Like Roanoke, the settlement of Jamestown in 1607 was marked by early cooperation with the local Powhatan people, which later soured and curdled into violent conflict. Native hospitality and generosity kept the early settlers of Jamestown alive for the first three years of the Jamestown Colony. Despite this initial cooperation, the leader of the colony, John Smith, became determined to compel the Native Americans to “drudgery, work, and slavery.” Many Jamestown residents came to despise and distrust the Native people who had helped them so much. For example, in 1608, the Native Americans are described in a letter home to England by a colonist as “inconstant Savages.”
This sneering attitude further hardened as violence erupted with a series of skirmishes and massacres. With the English now sensing that the Powhatan posed an existential threat, the rhetoric surrounding Native Americans became much more poisonous. An explosion of English colonization along the Atlantic Coast occurred over the next four decades. By 1650, there were tens of thousands of British colonizers living in America.
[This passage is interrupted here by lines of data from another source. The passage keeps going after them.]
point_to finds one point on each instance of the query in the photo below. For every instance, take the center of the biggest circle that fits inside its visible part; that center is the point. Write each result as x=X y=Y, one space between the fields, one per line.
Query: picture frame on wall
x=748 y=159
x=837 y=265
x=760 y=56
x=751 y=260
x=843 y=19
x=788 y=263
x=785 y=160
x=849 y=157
This proliferation of invaders led to violent conflicts over land and resources with unfortunate frequency; many English colonists to view the Native people with permanent mistrust at best and hatred at worst.
In addition to pursuing territorial expansion, white colonizers also made concerted efforts to forcibly convert the Native Americans to Christianity. The Puritans establishing “praying villages” to attract Native Americans to Christianity, and, to some degree, their efforts were successful. According to the Oxford Research Encyclopedia, residents of these mission-centers “learned English, engaged in regular church attendance, lived in Puritan-like houses, farmed, and so on, essentially recreating the pastoral aspects of England.” One dominant focus of these Protestant missions was an effort to eliminate Native “savagery” and have Native groups assimilate as fully as possible to a European way of life. The political hope for this Christianization was that it could remove the Native tribes as obstacles for English expansion across New England.
Finally, it is important to note that while violence pervaded early English colonization efforts, this was not necessarily true of Native American encounters with the British across the continent. Most Native groups’ interaction with the British during the 1600s, apart from the Algonquin and other indigenous tribes who lived along the coast, was limited to the fur trade. Many English trading ventures, particularly the Hudson Bay Company, viewed the indigenous groups of North America as a valuable economic asset due to their access to animal furs. Beaver pelts were particularly coveted, and throughout the mid- and late seventeenth century, many Native people traded extensively with the British in modern-day Canada. However, even in the north, British attitudes of superiority remained embedded. For example, the British intermarried with indigenous people much less frequently than the French did. In general, the English viewed Native Americans as necessary but disposable allies in their economic and territorial expansion across North America.
The sixteenth- and seventeenth-century British colonizers of North America were roughly divided into two camps regarding Native Americans: those who advocated aggressive militaristic expansion and those who sought growth through the conversion and assimilation of indigenous peoples. Both opinions demonstrate the disdainful view of Native cultures and the extreme ethnocentrism that was prevalent among the British during the settlement of the Atlantic Coast. As John Lawson, an English traveler, noted in 1709, “They are really better to us than we are to them.”